In het kader van het Uniform Hulpaanbod in de bodemzaak zijn de ouders eerder verwezen naar hulpverlening. Dit met als doel dat zij weer in staat zouden zijn om gezamenlijk afspraken met elkaar te maken die in het belang zijn van de kinderen. Echter hebben de ouders van de aangeboden hulpverlening niet weten te profiteren. Een maatregel binnen een gedwongen kader wordt daarom noodzakelijk geacht.
5.3.
De kinderrechter zal daarom [minderjarige 1] en [minderjarige 2] onder toezicht stellen voor de duur van een jaar.
5.4.
Als hulpverleningsdoelen binnen de ondertoezichtstelling worden aangemerkt:
- [minderjarige 1] en [minderjarige 2] hebben een structureel, veilig en onbelast contact met hun beide ouders. Bekeken wordt hoe tot uitbreiding van de huidige contactregeling tussen de vader en de kinderen kan worden gekomen;
- [minderjarige 1] en [minderjarige 2] ervaren dat ouders op een goede manier afspraken met elkaar kunnen maken en worden niet belast met de spanningen tussen de ouders.
5.5.
De kinderrechter zal de beslissing uitvoerbaar bij voorraad verklaren omdat het voor de ontwikkeling van de minderjarigen noodzakelijk is dat de beslissing ondanks een eventueel hoger beroep meteen uitgevoerd kan worden.

6.De beslissing

De kinderrechter:
6.1.
stelt [minderjarige 1] en [minderjarige 2] onder toezicht van de Stichting Jeugdbescherming Brabant, locatie Tilburg met ingang van 29 december 2023 tot 29 december 2024;
6.2.
verklaart deze beschikking uitvoerbaar bij voorraad.
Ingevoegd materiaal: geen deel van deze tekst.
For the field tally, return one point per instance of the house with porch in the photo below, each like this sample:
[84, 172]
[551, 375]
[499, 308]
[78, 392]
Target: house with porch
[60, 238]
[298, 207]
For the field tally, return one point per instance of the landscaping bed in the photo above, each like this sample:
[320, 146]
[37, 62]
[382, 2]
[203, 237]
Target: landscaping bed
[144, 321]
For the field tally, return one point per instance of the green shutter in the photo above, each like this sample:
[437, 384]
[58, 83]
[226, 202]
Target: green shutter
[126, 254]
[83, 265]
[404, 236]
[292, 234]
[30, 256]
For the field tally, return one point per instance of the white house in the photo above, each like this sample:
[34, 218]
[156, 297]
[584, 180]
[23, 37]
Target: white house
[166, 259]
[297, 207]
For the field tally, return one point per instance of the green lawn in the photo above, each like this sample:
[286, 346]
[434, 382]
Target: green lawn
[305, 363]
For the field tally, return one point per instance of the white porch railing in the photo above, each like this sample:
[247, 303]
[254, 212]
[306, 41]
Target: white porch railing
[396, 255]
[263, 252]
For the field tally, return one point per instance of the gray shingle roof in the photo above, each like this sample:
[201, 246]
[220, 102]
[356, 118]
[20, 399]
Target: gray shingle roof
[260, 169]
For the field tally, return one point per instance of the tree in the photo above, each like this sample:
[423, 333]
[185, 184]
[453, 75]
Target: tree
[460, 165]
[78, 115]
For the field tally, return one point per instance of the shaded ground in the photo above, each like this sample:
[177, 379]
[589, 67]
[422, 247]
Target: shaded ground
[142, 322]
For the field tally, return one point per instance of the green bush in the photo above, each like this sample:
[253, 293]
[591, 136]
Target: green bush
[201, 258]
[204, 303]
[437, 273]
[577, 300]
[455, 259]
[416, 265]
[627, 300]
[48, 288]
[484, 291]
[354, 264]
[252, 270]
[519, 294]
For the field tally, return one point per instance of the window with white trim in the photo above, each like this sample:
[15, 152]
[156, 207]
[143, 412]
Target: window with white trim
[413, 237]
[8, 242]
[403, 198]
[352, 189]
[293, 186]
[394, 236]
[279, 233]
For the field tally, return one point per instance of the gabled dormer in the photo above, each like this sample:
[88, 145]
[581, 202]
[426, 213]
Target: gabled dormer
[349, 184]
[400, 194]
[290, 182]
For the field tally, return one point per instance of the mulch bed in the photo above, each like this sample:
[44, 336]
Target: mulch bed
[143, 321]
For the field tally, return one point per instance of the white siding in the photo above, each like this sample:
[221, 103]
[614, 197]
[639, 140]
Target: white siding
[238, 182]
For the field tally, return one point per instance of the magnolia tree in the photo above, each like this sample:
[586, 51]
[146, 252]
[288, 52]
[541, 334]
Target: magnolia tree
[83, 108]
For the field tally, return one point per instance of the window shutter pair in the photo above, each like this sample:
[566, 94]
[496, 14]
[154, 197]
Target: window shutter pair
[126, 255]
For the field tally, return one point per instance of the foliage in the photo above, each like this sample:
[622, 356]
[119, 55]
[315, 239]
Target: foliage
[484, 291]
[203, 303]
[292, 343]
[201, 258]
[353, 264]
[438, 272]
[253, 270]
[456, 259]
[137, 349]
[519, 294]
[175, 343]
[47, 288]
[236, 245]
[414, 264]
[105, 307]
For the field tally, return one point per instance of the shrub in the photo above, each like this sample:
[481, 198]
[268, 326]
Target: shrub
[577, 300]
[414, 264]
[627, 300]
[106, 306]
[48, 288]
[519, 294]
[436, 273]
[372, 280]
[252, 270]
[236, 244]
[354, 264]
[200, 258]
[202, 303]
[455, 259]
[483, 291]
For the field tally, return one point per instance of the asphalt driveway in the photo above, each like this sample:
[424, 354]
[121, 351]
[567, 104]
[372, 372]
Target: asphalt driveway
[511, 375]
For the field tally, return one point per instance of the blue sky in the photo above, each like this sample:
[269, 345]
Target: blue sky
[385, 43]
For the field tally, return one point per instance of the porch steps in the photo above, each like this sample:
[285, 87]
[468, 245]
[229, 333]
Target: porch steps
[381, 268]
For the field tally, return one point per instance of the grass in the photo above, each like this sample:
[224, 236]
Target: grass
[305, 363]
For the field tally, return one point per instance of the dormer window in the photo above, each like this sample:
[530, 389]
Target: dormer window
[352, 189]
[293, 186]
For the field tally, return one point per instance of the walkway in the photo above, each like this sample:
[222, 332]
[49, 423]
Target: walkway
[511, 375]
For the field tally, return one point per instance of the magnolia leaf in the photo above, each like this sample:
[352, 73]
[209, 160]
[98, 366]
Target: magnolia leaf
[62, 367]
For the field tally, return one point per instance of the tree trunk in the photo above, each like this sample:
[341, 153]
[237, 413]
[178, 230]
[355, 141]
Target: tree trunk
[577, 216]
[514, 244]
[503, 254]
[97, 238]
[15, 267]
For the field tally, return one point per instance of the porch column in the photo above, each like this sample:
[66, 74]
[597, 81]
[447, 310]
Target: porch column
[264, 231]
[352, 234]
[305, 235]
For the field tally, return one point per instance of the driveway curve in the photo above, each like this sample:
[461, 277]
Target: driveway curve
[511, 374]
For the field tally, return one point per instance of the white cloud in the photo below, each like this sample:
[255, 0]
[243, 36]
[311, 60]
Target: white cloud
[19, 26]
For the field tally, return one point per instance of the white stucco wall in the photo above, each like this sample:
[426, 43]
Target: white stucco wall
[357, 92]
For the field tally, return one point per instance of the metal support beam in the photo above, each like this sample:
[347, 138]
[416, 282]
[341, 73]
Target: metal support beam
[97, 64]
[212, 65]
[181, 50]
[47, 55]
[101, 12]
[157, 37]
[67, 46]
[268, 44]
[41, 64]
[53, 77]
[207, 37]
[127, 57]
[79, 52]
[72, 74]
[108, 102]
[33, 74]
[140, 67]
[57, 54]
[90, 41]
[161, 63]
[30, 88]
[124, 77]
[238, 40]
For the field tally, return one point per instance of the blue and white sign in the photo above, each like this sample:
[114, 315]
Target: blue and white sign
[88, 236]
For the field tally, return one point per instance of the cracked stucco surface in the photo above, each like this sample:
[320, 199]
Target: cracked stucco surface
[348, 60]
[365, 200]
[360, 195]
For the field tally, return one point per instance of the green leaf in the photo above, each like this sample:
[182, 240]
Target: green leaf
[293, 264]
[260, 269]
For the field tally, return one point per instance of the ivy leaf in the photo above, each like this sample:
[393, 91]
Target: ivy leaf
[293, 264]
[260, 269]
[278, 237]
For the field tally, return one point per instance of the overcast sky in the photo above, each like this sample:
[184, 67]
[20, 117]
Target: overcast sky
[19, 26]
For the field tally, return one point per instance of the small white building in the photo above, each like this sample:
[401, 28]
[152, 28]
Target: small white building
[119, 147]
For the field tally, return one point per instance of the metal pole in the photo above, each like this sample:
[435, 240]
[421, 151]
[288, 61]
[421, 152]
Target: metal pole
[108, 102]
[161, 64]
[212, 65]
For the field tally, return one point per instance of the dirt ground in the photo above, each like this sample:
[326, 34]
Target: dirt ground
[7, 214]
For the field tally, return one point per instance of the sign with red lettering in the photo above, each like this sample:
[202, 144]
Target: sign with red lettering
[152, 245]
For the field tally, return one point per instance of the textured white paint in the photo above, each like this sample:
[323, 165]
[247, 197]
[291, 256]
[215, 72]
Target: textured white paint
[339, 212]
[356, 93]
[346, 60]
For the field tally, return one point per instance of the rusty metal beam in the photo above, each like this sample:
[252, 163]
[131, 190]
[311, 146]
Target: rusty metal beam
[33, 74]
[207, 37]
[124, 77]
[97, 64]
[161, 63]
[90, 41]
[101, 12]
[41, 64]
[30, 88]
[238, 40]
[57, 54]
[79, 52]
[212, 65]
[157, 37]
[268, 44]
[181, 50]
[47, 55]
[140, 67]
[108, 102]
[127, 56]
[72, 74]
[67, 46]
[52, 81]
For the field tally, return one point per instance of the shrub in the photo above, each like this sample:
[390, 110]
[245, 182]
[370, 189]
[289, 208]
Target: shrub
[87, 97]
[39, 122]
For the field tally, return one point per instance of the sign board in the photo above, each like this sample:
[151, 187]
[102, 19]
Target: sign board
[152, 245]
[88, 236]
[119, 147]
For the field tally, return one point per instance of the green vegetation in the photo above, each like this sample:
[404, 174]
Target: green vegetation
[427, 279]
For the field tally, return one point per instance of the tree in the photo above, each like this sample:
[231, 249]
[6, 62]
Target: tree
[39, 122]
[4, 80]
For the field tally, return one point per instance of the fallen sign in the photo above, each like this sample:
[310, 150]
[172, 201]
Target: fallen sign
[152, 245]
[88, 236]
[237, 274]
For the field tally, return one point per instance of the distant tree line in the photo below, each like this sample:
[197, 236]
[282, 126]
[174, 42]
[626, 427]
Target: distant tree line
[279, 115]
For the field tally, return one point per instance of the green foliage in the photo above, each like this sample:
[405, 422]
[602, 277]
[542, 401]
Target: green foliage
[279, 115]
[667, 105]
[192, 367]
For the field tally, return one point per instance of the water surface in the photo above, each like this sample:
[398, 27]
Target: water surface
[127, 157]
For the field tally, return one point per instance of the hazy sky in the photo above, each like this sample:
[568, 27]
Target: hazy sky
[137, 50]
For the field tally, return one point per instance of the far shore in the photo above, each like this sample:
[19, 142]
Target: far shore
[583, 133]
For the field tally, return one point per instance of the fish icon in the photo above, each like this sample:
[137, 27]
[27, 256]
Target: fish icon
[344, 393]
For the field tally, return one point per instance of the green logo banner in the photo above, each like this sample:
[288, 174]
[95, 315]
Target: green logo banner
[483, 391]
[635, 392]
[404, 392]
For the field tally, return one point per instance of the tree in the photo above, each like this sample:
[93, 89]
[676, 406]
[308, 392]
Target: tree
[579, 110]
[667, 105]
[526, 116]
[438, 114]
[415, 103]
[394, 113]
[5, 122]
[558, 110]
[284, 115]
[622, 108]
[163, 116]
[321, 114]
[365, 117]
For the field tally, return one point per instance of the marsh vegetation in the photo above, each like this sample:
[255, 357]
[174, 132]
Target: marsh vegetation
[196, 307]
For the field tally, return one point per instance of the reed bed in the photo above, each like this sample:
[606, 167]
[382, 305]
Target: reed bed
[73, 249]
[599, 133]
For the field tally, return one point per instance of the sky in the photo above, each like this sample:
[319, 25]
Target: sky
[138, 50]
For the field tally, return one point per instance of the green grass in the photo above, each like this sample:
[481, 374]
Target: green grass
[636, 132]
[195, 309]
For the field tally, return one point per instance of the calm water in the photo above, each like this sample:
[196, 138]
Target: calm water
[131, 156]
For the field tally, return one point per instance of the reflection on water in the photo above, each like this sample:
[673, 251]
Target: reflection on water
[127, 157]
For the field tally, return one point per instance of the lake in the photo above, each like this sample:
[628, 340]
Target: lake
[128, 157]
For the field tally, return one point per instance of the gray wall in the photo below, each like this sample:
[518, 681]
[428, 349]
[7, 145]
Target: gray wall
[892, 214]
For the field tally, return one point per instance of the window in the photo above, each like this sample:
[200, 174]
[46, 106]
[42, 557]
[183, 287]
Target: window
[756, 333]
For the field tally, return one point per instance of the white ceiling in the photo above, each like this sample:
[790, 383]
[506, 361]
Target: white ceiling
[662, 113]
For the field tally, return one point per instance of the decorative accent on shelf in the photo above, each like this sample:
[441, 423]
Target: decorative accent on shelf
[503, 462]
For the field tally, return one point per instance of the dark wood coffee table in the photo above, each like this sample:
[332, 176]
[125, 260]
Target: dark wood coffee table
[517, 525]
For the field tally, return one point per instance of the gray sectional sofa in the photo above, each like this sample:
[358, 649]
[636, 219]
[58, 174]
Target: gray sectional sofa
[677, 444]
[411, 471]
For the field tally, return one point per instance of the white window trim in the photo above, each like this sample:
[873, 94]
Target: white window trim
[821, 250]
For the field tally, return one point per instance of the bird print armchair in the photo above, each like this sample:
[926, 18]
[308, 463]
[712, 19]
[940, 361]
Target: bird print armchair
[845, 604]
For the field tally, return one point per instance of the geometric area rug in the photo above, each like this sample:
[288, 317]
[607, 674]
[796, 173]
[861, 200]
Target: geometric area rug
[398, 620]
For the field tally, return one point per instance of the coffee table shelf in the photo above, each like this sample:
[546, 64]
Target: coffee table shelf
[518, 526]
Deze beschikking is gegeven door mr. Bogaert, kinderrechter, in tegenwoordigheid van Van Dongen als griffier en in het openbaar uitgesproken op 29 december 2023.
Hoger beroep tegen deze beschikking kan worden ingesteld:
- door de verzoekers en de belanghebbende(n) aan wie een afschrift van de beschikking is verstrekt of verzonden, binnen drie maanden na de dag van de uitspraak;
- door andere belanghebbenden binnen drie maanden na de betekening daarvan of nadat de beschikking aan hen op een andere wijze bekend is geworden.
Het hoger beroep moet, door tussenkomst van een advocaat, worden ingediend bij de griffie van het gerechtshof te ‘s-Hertogenbosch.